L’entreprise élargit également considérablement sa gamme de sauces, avec le lancement de plus de vingt nouvelles variétés sur différents marchés. Sur le papier, les sauces ne semblent pas être un sujet d’actualité majeur.
En réalité, elles constituent l’un des principaux enjeux du secteur.
Regardez l’évolution de la restauration rapide ces dernières années. Les marques ne se disputent plus seulement les sandwichs ou le poulet. Elles se disputent désormais les saveurs. Le lancement d’une nouvelle sauce peut générer un fort engouement sur les réseaux sociaux, fidéliser la clientèle et transformer un produit familier en une nouveauté que les clients ont soudainement envie de redécouvrir.
C’est un outil puissant.
Et relativement peu coûteux comparé à la création de menus entièrement nouveaux.
L’expansion des boissons suit une logique similaire.
Pendant longtemps, les boissons ont occupé une place secondaire dans de nombreuses chaînes de restauration rapide. Elles faisaient partie de la commande, mais rarement la raison de la visite. Cette mentalité a radicalement changé.
Les chaînes de cafés ont prouvé que les boissons pouvaient devenir une destination à part entière. Les chaînes de restauration l’ont compris.
Aujourd’hui, tous les acteurs du secteur des boissons souhaitent développer leur offre.
La plateforme KWENCH de KFC, qui propose des boissons rafraîchissantes, des cafés glacés, des milkshakes et des boissons pétillantes, a clairement été conçue pour répondre à cette demande. Tous les clients ne viennent pas pour un repas complet. Parfois, ils recherchent simplement quelque chose de frais, de sucré ou de pratique.
Ces visites comptent aussi.
La modernisation ne se limite pas aux aliments et aux boissons.
KFC introduit également des concepts de restaurants revisités, les nouveaux établissements devant présenter des aménagements plus contemporains et une ambiance générale différente. Ce n’est pas un cas isolé. Presque toutes les grandes chaînes de restauration ont repensé leurs espaces ces dernières années.
Entrez dans un McDonald’s moderne et comparez-le avec un restaurant d’il y a vingt ans.
La différence est flagrante.
Starbucks a suivi une voie similaire. Tout comme Burger King.
Les habitudes des consommateurs ont évolué, et les restaurants se sont adaptés.
KFC procède désormais à ses propres ajustements.
La mise à jour de son image de marque est au cœur de cette transformation. L’entreprise modernise ses éléments visuels sur les emballages, les publicités et les plateformes numériques, tout en conservant les symboles déjà reconnaissables. Le Colonel Sanders reste emblématique. Le célèbre seau est toujours là.
C’est probablement la décision la plus judicieuse de tout le projet.
Les entreprises sont souvent tentées de courir après la nouveauté, d’opérer des changements simplement pour faire parler d’elles.

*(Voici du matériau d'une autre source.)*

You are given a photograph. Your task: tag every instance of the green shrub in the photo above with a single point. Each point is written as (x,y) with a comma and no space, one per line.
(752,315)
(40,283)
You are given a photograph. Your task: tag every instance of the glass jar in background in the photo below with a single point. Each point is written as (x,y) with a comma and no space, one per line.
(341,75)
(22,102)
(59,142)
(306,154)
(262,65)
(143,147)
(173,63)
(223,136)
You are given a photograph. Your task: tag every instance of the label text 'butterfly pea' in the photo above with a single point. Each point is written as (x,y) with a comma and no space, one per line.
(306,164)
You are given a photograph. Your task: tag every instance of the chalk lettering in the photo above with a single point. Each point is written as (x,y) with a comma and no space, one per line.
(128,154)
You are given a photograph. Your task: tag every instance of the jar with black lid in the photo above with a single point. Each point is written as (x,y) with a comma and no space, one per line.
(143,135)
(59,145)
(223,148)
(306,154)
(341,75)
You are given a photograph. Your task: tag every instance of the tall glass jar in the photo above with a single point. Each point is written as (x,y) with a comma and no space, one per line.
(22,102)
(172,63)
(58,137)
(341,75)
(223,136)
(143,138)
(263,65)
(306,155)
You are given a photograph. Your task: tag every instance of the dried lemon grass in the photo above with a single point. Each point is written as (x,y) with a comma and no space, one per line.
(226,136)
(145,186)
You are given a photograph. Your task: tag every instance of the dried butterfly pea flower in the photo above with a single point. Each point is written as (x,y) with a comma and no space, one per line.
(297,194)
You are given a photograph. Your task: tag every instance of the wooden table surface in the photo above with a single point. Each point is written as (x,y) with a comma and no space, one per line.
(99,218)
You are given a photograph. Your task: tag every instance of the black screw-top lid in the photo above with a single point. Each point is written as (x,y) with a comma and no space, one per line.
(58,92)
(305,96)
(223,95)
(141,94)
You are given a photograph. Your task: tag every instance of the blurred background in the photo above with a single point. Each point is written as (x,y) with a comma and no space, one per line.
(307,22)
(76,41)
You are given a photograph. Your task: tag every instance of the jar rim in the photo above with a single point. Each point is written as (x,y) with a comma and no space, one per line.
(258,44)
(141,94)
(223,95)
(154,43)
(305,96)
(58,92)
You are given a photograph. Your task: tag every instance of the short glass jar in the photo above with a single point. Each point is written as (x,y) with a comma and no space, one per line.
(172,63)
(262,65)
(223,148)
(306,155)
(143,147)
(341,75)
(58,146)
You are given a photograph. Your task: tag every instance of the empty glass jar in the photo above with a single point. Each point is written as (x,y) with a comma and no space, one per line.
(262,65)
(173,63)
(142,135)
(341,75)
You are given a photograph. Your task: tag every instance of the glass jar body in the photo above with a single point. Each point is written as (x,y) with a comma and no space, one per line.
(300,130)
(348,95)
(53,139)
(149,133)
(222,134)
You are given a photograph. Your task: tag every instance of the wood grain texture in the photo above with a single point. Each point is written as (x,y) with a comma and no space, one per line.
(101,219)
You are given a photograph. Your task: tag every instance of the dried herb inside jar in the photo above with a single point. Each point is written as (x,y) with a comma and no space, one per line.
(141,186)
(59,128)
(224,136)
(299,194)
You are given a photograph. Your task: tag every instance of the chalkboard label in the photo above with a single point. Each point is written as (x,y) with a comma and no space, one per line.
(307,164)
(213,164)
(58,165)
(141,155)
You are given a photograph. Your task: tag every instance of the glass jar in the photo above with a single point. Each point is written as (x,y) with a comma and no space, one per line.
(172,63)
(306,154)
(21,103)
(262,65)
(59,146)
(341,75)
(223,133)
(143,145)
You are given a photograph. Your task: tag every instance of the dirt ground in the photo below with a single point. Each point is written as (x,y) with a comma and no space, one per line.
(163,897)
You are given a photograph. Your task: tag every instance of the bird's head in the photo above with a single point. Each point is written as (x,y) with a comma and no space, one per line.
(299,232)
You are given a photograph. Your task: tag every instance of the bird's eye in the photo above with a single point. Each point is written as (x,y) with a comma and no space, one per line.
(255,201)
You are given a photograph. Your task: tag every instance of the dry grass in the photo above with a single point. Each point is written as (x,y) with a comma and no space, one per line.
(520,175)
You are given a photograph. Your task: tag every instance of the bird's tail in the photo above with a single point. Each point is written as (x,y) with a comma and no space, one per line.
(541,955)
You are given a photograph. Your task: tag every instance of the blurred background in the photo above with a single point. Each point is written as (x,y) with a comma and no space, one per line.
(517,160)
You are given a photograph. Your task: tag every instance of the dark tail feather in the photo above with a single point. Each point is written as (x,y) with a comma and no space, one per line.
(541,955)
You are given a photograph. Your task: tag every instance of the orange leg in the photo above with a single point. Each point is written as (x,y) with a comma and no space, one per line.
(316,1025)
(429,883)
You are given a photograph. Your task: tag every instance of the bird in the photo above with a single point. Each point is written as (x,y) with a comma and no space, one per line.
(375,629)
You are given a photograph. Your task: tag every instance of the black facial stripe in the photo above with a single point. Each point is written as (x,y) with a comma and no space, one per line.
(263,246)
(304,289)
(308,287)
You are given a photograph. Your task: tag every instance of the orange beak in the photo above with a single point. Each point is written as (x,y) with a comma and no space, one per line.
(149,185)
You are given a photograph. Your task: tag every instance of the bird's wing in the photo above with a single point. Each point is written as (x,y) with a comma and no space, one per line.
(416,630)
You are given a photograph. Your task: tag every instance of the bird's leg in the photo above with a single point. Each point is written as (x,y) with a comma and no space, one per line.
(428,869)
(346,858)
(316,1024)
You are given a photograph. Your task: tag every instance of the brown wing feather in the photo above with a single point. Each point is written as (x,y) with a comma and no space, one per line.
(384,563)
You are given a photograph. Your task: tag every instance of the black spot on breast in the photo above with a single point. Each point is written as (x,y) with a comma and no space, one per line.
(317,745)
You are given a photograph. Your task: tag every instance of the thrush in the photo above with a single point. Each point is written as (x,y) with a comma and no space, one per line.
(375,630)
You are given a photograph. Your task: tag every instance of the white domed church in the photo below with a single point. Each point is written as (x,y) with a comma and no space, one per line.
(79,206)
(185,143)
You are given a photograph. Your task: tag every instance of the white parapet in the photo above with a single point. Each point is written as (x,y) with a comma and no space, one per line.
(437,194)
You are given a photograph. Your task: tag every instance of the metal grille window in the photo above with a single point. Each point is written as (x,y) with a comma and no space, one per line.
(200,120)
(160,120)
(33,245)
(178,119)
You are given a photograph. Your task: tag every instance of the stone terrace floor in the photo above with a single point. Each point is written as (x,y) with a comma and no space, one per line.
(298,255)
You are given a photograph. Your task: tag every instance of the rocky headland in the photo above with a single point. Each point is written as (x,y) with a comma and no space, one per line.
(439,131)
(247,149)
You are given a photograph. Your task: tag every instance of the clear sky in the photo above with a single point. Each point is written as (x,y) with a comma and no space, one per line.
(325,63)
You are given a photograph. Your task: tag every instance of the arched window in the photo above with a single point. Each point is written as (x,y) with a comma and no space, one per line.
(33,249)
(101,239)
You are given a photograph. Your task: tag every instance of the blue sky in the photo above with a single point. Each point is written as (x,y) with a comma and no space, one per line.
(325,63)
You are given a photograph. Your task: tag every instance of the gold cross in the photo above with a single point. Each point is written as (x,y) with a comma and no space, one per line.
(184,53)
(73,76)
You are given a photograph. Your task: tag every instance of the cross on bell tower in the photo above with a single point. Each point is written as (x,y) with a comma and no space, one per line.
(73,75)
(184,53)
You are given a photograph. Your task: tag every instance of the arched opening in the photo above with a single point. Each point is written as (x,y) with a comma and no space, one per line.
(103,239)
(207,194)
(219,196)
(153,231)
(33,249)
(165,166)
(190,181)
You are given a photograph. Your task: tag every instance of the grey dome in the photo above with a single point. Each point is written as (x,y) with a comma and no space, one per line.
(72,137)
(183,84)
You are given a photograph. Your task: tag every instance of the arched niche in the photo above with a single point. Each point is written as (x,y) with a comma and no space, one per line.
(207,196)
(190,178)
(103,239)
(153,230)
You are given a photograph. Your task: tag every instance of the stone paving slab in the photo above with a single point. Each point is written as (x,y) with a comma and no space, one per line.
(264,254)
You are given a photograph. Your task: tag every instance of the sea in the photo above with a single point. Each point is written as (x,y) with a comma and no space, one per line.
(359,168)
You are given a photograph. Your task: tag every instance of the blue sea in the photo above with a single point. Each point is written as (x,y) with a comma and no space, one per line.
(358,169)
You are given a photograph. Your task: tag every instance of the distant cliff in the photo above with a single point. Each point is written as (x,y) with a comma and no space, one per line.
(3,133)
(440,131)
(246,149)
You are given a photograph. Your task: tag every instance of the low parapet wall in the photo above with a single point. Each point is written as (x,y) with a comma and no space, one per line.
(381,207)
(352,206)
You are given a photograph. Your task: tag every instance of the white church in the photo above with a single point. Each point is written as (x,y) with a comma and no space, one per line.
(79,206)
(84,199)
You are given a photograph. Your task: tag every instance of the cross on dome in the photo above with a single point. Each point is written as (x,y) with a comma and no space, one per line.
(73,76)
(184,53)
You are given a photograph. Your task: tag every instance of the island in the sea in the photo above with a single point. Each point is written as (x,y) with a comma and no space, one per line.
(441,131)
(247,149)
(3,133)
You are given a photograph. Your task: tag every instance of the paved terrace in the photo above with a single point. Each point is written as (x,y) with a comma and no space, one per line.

Les marques les plus fortes résistent généralement à cette tentation.
Elles évoluent sans pour autant dénaturer le caractère familier de leurs clients.
C’est apparemment l’objectif de KFC.
Le nouveau logo attire sans doute l’attention en premier lieu, car c’est l’élément le plus visible de la transformation. Mais l’essentiel réside dans tout ce qui l’entoure : nouvelles saveurs, nouvelles boissons, nouveaux concepts de restaurants et une volonté plus globale de rester compétitif sur un marché de plus en plus concurrentiel.
Pour une entreprise comme KFC, la pertinence ne va jamais de soi.
La notoriété ne suffit pas.
Les clients connaissent déjà la marque.
Le défi consiste désormais à leur donner de nouvelles raisons de continuer à la choisir.